It was 5am Australia Day morning and 23 degrees, the skies were overcast and there were some dark clouds with the odd light shower of cooling rain. A perfect morning for our first Daisy Hill ride for the year.
I jumped out of the Colorado, it had been quite a few weeks since my last ride with PK at Daisy Hill Conservation Park and that didn’t end pretty! Last time we were here I bounced off a tree and hurtled into the forest landing on my side with a crushing blow and a stake in my right arm, the result, a trip to the emergency ward, after breakfast of course, and 8 stitches.
It was time to face my demons and get back on the GIANT horse that threw me!
After recent rains the trails had been washed clean.
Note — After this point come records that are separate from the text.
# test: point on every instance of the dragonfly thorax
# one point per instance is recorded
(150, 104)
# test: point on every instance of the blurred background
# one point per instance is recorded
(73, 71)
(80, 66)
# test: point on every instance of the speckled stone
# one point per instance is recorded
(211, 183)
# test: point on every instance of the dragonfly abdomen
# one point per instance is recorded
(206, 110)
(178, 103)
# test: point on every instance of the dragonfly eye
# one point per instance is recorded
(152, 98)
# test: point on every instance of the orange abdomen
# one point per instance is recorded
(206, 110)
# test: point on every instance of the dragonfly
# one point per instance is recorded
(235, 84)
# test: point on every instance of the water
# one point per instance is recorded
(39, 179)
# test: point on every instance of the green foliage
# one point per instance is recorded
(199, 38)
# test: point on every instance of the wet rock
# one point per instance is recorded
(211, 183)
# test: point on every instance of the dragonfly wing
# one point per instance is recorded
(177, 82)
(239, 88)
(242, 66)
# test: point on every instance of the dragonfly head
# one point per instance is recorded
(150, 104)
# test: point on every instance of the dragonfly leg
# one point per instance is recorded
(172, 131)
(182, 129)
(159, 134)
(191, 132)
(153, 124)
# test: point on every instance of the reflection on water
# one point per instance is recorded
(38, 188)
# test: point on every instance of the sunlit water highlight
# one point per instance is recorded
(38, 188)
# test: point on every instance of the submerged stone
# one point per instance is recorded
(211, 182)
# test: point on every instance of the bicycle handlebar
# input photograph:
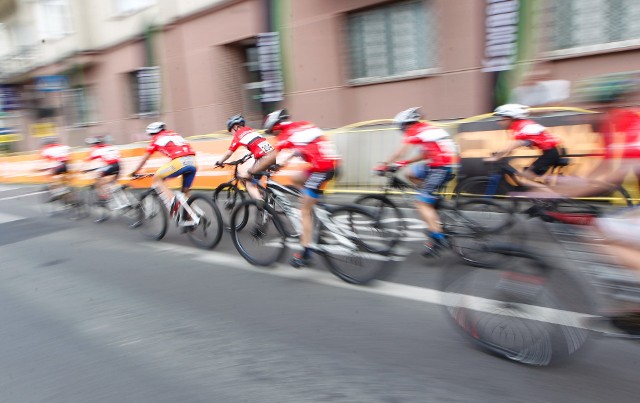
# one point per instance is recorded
(242, 160)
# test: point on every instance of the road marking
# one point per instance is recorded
(396, 290)
(5, 218)
(21, 196)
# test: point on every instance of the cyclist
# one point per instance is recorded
(440, 154)
(620, 130)
(183, 161)
(309, 143)
(246, 137)
(527, 133)
(57, 156)
(108, 173)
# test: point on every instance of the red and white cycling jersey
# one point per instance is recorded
(437, 146)
(255, 143)
(56, 152)
(108, 154)
(170, 144)
(310, 144)
(622, 124)
(536, 134)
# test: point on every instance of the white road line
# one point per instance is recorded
(396, 290)
(5, 218)
(21, 196)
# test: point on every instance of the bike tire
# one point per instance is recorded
(154, 216)
(262, 241)
(388, 215)
(514, 312)
(226, 197)
(208, 232)
(355, 263)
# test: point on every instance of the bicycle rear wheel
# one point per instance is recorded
(515, 312)
(208, 232)
(353, 258)
(476, 187)
(389, 217)
(485, 216)
(226, 197)
(154, 216)
(262, 241)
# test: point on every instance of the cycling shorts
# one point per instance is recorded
(181, 166)
(433, 179)
(547, 160)
(316, 181)
(108, 170)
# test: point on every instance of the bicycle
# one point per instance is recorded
(347, 237)
(468, 224)
(196, 216)
(229, 194)
(62, 198)
(530, 308)
(120, 200)
(503, 179)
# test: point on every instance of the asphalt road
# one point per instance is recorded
(97, 313)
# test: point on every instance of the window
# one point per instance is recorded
(54, 18)
(126, 7)
(4, 40)
(585, 25)
(80, 110)
(145, 90)
(391, 42)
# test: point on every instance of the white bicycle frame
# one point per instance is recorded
(341, 234)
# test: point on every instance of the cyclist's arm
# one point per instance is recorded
(224, 157)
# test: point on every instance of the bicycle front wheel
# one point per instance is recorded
(388, 216)
(208, 232)
(516, 312)
(154, 216)
(226, 197)
(348, 244)
(262, 241)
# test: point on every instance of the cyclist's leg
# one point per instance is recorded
(426, 202)
(182, 166)
(252, 188)
(312, 190)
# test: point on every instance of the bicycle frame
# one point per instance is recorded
(323, 216)
(235, 180)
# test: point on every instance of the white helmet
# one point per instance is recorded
(407, 117)
(514, 111)
(155, 128)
Daisy drains well so despite the heavy rains it was still solid under wheel and perfect for an early morning pedal.
As we made our way from the Duck Pond on Underwood Road up along 2nd Cummin to the Five-Ways it was nice to see a few Wallabies to welcome us back. It is so peaceful and their are not too many other bikes on the trails yet although I am sure it will be a busy day.
From the Five-ways it was a nice run down the Tunnel of Love, I was in the lead so this was my chance to pick the right line through the Rock Garden and make PK proud. My line was to the left as this seemed to be the shortest and most well worn path.
The Tunnel of Love continues down and through the fence line to become the Koala Trail, a nice flowing trail that you can really pick up some speed before again reaching the Stringy Bark fire trail link road.
Turning off the main trail we then headed up Ripley’s, an awesome single track climb through the open wooded forest. Daisy Hill is a special place and the forest can change from one side of the hill to the other providing plenty of variety and different riding conditions.
At the end of Ripley’s, we decided to take a right hand turn and head up the short Gilligan’s trail, only 450m but a link we hadn’t ridden before so we thought we’d take a look. Linking again with the fire trail we headed back to the Five-Ways via the SpeedLink which is always a quick down hill run to the creek. The ride through the valley looks like a scene out of Jurassic Park, with the large ferns and the thick undergrowth.
Although the run down is free flowing and a short cut back to the Five-ways there is still a bit of climb back up. After about 12k’s of riding under the belt this climb can be quite challenging.
It was nice to reach the top and the cooling breeze at the Five-Ways was a welcome relief. After a short breather it was then down Possum Box, stopping briefly to visit the scene of the accident to see if I could find the culprit spear that caused all the damage to my right forearm last time I passed.
With Possum Box cleared without incident it was then just the short ride out through Mad Max and Choc Buddah back to the awaiting Colorado’s at the Duck Pond.
It had been a great first ride of the year on the Daisy Trails for Australia Day and after loading up the bikes it was time for the usual breakfast stop at the Rochedale Deli Cafe, a favourite among many of the riders after a active morning on the trails.